Vade Retro Extranjerilandia

La bandera inglesita, una moda impostora.

La bandera inglesita, una moda impostora de los útimos tiempos.

Poco de nuevo o mucho de lo viejo, hasta la desaprensión de este mundo desmarcado, acontecía durante estos días de fiesta teatral en los alrededores del Parque de Fomento.

Menos la gastronomía, todo lo otro se parecía muchísimo al ambiente de cualquier pueblecito de campo, música estridente a tope con la tolerante “reguetonofobia” del padre nuestro de la Iglesia. Mientras, mi gente, mi humilde gente adicta a las olas de cierta moda, paseaba más disfrazada que nunca por la Acera del  Louvre.

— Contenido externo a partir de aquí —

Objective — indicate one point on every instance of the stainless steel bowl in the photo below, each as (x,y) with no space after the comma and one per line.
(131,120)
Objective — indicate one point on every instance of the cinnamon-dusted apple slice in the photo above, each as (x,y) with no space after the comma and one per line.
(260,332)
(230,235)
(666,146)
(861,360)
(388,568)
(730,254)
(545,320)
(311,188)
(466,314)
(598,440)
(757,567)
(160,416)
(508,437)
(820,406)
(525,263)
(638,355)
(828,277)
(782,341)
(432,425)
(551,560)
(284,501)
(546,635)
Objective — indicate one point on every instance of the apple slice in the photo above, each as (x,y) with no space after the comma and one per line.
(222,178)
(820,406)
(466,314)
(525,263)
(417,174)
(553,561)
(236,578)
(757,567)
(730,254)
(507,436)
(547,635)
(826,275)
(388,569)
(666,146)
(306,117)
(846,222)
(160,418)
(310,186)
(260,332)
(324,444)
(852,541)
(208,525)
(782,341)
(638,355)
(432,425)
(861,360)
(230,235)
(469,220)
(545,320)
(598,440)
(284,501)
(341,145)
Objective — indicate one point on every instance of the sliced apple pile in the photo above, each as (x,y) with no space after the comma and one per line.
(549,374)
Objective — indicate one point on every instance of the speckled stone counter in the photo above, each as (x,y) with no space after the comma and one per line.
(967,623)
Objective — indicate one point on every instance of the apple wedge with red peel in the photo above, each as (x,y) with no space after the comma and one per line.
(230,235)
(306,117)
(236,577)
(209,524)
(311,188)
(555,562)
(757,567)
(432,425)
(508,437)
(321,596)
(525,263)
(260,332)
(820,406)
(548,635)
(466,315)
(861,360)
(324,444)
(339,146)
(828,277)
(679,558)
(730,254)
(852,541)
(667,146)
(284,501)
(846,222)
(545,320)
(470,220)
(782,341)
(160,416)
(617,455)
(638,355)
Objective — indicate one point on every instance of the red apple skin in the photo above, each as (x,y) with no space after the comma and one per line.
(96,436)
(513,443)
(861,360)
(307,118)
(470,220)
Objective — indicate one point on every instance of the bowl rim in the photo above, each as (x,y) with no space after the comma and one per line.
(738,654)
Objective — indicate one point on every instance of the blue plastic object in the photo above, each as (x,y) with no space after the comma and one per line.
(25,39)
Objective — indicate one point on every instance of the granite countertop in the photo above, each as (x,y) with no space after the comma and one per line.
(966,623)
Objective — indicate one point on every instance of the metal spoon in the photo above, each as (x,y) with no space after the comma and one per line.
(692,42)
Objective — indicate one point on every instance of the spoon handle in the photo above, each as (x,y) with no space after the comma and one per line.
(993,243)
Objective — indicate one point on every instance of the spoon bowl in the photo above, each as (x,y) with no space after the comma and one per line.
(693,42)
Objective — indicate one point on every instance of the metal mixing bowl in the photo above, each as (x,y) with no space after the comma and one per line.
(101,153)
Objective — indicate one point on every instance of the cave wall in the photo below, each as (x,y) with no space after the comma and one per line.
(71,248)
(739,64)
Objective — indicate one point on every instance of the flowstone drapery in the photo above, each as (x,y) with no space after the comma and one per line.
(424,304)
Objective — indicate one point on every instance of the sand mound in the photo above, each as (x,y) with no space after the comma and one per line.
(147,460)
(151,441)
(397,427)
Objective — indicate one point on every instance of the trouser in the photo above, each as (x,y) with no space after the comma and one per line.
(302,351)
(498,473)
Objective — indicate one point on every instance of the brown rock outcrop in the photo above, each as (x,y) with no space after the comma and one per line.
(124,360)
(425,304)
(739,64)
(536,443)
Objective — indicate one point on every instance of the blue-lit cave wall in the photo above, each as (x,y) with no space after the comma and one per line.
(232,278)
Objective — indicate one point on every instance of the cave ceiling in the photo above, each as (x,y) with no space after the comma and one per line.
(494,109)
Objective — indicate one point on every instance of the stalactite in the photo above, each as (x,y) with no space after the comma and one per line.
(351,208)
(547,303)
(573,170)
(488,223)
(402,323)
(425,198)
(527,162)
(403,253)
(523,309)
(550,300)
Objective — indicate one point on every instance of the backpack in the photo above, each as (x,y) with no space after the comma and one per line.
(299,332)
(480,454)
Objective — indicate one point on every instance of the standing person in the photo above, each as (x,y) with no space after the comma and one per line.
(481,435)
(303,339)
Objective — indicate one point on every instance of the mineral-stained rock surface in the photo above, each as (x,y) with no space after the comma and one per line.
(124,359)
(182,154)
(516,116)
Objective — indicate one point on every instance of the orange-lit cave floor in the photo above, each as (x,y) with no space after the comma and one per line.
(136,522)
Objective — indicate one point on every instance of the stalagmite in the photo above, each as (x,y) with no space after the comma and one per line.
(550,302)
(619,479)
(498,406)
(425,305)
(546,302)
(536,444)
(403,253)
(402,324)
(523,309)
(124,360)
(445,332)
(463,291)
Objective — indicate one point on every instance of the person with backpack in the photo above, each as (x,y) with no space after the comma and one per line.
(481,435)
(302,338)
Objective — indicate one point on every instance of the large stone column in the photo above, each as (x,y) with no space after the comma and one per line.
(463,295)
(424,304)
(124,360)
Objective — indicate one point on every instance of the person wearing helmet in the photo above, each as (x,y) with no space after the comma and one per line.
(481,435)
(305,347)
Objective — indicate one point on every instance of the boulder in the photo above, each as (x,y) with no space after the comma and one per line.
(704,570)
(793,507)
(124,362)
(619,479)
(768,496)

Iban desde la vuelta clásica al Parque, cruzaban Martí arriba y abajo y volvían a rondar la céntrica Céspedes como seres alados en una especie de pasarela.

La Cuba de hoy en tiempos del timbiriche se ha trastocado entre la tentativa de extinguir los íconos nativos y topar con la saturación de los símbolos importados de a medio peso. Claro, después se venden por mucha más pasta para el bolsillo de nuestros mulos y mulas, que pulgueran desde lo más frío de los Mall norteños hasta las encrespadas estanterías abiertas en las naciones del sur.

Olvídate de la identidad isleña, es la lucha de la venduta, mami, me dijo un viejo conocido ante mi última protesta por su caro pulguero a lo cubano. El mío que dejó de ser hace 20 años ahora es algo así como un mago de nueva clase rica, con sombrero tejano y arete pérsico, un bolsillo rascacielos y una realeza, de cuya cifra astronómica que  a esta santa hora es mejor ni nombrar.

Volviendo al asunto Made in Extranjerilandia, allí como calcomanía fatal en la tarima del carnaval improvisado de los últimos días en Fomento, los famosos tatús de arabescos germánicos. Le acompañaban en el surtido ciertos animalitos, unos más modernos que otros, a su lado le seguía la última vacuna quintuple, los escudos de unos clubes de fútbol que ya osan con barrer el imaginario deportivo cubano.

Lo mejor casi se anuncia, aparece en masa y causa espanto, pero lo peor es que enseguida se suman los esperpentos. Cada vez son más como un boom que promete inscribirse hasta en los libros de historia mundial. Que de dónde salieron, por qué y cuánto es el costo de primera mano del surtido del timbiriche para el populacho, ya nadie se pregunta.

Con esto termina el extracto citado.